I observe students complementing each other on clothing, scent, jewelry, hair styles, and new piercings or tattoos, and they frequently do the same for professors, including those of us who are, from their perspective – quite “old”. This includes students who consider themselves to be straight as well as students from the campus LBQT community. The words used and method of delivering these compliments differs greatly from my generation’s use of language – I constantly have to update my collection of youth vernacular. My choices of jewelry or scent have been deemed “Phat” or “hot” (a few years ago the term was “dope” and prior to that was “baaaad”). Others simply state “you smell nice” or “I like those earrings”.
These compliments are offered to professors perhaps to enhance a grade – but more often simply because they are open and enthusiastic about their latest discoveries or observations and are curious about trying out new things. One of the most popular websites for the college age here in the US is “Rate Your Professor”, where students not only dissect their teachers teaching skills and styles but also their appearance, and fashion sense.
My young male students, many of whom are “straight” are morphing into adults and are quite conscious of styles and trends and do spend time comparing notes with each other. Perhaps they don’t say to each other “Man I love your perfume” and discuss top notes, but they do say to each other “where’d you get that cool stuff?” They are far more media savvy than I was at their age – and very style conscious – even if the styles, scents and celebs – Fubu, Hilfiger, Sean Jean, Tyra Banks, Beyonce, Brittany and JLo are foreign to me.

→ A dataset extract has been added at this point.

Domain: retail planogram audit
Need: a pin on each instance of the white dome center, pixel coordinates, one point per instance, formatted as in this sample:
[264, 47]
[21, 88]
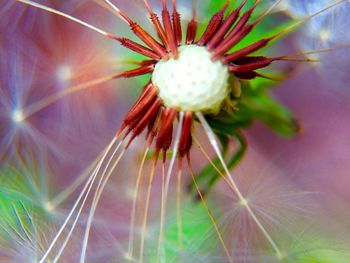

I have to catch myself when I start criticizing the young. I knew I was getting “old” when I caught myself complaining about young people’s music – and then - much to my chagrin realized I sounded exactly like my mom did when she condemned my love of rock and roll as “loud, unmelodic noise”. Some of the reviews on basenotes, and MUA constantly refer to “old lady” smells often paired with the word “musty” and I cringe when a particularly beloved scent of mine is brushed off this way with such negative attitudes toward my age group and my beloved perfumes. On the other hand – there are many young people here on basenotes who seem to be happily exploring the wonderful world of scent and discovering and experimenting with classics. Turn about is fair play. How often do you compliment young people?